A previous version of the headline and post incorrectly identified Simple Energy as the company building the virtual power plant.
Dive Brief:
- Simply Energy will develop an 8 MW virtual power plant in South Australia, making it the third similar project developed in the state, along with Tesla's massive 100 MW / 129 MWh storage project completed last year.
- The Australian Renewable Energy Agency (ARENA) yesterday announced $7.7 million in funding for Simply's project, which is expected to be operational by the end of 2019.
- In total, the project will cost $23 million project to develop, and plans to install Tesla Powerwall 2 home batteries to up to 1,200 homes in the city of Adelaide. The resource would consist of a mix of demand response capabilities and battery capacity.
Dive Insight:
South Australia is working to integrate renewables, storage and demand response in an effort to stabilize energy for its capital city of Adelaide, where most of the state's people reside.
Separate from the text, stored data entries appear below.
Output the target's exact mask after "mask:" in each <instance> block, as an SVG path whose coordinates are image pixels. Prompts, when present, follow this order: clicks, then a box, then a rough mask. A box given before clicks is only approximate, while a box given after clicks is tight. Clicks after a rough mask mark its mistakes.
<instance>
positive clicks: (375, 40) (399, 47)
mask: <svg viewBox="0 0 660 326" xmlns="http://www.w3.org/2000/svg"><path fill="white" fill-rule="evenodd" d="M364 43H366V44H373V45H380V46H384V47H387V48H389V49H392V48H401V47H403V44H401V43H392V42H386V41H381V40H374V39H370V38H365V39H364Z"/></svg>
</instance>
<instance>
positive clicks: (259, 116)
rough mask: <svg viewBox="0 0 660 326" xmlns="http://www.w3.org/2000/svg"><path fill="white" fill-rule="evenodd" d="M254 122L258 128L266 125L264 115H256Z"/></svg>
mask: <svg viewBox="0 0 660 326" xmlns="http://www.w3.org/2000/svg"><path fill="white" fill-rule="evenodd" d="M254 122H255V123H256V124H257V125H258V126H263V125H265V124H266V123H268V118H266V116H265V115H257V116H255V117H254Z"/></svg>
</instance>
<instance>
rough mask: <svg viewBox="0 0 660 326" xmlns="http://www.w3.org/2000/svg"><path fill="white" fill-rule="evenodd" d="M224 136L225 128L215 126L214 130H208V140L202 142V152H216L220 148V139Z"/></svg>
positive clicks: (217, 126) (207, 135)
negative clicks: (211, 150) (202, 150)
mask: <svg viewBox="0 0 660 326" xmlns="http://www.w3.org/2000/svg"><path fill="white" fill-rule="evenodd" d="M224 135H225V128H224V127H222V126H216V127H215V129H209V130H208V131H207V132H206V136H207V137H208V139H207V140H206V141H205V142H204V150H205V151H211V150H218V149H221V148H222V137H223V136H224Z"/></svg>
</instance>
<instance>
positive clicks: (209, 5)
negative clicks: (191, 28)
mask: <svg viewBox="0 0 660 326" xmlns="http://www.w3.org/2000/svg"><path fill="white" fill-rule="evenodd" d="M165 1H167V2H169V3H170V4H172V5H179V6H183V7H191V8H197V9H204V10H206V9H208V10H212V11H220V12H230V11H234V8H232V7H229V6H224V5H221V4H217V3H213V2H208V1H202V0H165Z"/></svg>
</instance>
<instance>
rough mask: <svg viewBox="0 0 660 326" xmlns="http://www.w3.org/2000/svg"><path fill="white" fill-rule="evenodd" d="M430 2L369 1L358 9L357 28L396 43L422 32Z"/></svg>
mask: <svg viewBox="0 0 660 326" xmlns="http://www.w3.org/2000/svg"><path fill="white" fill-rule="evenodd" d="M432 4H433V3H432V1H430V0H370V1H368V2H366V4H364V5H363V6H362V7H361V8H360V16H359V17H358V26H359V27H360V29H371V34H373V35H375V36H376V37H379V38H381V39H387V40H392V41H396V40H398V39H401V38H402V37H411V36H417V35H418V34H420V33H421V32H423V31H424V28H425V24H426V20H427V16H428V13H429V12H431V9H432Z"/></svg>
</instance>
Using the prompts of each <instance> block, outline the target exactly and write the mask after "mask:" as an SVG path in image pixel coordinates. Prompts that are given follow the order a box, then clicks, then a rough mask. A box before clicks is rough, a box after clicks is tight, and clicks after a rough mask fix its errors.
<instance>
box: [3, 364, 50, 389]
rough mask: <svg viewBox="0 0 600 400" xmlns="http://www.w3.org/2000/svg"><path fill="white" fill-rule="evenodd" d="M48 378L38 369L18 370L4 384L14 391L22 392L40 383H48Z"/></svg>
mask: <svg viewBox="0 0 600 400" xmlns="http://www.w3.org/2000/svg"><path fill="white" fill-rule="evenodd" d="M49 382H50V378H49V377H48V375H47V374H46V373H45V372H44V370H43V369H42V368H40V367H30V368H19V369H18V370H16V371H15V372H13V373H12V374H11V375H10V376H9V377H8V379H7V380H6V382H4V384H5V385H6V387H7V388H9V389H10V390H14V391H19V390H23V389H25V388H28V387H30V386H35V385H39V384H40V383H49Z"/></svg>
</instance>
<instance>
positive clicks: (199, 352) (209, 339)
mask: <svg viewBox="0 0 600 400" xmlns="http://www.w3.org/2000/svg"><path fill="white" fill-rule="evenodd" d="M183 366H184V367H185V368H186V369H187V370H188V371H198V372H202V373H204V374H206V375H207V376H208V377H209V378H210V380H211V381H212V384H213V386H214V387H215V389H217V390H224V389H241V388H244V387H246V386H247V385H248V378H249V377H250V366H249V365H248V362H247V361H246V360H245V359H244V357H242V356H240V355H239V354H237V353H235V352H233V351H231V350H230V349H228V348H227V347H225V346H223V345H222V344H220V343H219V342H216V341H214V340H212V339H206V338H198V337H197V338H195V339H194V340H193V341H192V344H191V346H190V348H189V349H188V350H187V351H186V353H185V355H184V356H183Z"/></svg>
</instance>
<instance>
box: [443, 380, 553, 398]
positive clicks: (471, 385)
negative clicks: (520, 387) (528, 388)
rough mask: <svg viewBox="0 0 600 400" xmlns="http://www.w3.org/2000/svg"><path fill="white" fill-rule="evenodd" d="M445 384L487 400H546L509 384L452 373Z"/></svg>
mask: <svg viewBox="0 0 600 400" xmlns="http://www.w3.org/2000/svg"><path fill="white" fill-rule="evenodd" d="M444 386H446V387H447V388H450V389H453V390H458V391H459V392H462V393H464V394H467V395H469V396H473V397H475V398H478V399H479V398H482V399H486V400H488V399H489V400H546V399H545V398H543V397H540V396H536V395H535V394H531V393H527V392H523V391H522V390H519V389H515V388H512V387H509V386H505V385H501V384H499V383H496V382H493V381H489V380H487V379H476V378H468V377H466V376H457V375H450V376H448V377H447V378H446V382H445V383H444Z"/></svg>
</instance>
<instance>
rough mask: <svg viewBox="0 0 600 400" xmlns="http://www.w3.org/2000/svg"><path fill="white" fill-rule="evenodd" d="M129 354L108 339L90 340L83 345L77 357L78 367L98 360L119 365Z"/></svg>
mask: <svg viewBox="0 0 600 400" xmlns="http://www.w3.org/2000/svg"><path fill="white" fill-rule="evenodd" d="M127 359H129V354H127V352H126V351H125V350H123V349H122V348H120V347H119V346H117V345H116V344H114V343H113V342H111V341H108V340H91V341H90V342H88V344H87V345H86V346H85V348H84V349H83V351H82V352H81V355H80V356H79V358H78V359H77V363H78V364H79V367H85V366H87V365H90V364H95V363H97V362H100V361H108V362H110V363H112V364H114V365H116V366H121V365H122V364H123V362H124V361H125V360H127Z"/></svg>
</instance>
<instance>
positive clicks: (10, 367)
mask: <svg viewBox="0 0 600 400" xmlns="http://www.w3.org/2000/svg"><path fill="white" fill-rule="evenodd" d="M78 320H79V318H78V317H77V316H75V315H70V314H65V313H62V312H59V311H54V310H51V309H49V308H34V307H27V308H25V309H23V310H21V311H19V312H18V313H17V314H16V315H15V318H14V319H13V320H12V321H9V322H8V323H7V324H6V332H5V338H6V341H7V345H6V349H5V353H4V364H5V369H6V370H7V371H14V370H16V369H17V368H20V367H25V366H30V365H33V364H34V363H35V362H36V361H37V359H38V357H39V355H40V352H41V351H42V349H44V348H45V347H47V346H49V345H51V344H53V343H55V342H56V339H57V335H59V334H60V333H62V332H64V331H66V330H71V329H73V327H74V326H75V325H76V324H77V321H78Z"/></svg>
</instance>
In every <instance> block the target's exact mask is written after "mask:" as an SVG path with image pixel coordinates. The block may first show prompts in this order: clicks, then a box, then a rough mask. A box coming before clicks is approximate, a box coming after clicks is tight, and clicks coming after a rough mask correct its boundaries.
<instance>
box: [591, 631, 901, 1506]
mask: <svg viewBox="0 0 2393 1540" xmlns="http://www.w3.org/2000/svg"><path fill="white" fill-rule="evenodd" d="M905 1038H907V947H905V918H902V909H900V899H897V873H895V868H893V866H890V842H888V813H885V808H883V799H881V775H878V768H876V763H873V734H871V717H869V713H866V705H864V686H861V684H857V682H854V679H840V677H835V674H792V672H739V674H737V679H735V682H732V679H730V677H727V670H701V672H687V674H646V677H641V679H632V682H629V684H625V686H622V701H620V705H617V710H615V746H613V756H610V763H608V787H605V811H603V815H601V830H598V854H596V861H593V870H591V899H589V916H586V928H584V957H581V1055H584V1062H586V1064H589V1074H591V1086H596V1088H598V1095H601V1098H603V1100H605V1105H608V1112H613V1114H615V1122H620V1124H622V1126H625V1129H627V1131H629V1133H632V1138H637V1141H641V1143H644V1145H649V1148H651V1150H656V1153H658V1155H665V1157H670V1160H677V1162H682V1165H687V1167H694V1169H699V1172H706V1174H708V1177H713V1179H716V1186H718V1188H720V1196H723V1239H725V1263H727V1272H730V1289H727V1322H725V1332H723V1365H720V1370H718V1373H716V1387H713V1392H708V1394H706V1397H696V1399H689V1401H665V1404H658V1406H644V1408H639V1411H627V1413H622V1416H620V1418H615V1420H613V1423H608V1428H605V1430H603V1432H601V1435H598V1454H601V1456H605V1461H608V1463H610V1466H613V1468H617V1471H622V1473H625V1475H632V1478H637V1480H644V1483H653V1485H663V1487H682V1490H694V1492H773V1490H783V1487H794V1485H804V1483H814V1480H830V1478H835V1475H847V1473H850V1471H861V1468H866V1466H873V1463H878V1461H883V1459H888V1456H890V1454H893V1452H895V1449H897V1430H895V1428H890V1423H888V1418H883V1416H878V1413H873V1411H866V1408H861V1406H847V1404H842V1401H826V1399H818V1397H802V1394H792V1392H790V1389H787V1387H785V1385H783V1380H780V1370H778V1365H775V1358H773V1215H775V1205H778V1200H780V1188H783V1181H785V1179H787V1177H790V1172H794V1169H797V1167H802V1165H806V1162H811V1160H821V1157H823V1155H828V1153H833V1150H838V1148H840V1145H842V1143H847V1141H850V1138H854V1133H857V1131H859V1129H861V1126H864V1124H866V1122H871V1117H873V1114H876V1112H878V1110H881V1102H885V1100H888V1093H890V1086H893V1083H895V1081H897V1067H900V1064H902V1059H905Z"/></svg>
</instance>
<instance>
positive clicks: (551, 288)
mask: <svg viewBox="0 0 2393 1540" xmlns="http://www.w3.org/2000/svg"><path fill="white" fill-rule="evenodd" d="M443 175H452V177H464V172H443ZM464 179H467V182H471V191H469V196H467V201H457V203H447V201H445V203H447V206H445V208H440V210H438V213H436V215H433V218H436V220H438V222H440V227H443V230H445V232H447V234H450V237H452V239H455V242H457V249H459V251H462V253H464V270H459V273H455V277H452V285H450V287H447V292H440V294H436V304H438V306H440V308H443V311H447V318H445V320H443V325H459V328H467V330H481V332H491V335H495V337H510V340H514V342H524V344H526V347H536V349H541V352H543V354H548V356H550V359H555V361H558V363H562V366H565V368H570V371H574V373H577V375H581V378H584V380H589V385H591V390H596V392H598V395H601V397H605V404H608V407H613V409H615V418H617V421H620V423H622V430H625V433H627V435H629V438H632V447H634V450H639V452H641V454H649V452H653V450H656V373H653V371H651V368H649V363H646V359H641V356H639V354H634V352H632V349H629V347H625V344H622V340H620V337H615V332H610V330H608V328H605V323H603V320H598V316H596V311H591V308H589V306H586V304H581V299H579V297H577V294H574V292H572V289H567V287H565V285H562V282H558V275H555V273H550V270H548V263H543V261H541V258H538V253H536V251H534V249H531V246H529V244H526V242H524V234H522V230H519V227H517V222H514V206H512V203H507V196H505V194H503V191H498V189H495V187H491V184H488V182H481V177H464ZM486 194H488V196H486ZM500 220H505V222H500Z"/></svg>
Simply's VPP will consist of 1,200 residential Powerwalls, giving it 6 MW of storage. Another 2 MW of demand response capacity will be developed with 10 commercial businesses. The project is expected to be complete by the end of next year.
The VPPs will help to maximize the amount of solar energy consumed, and ARENA said the three-year trial with Simply will give South Australia Power Networks "greater visibility of behind the meter battery storage and access to those batteries as distributed energy resources that can be used to address local network constraints and manage demand."
ARENA previously provided $5 million in funding for AGL to establish a 1,000-household VPP, and Simply's plan will build on that.
Tesla has also been in talks to develop a 50,000-household virtual plant that could deliver 250 MW of solar and 650 MWh of storage. Electrek.co, however, reports the project's prospects are uncertain after a change in government in South Australia. Tesla will go ahead with the rollout of the initial 1,100 Powerwalls.
The company also last year completed a 100 MW/129 MWh battery facility designed to stabilize the electric grid in the state. Stoking interest in the project, Tesla CEO Elon Musk won a high profile bet after declaring the storage facility would be "built and working" within 100 days of contract signature. If he failed, Musk had promised to foot the bill for the $50 million project.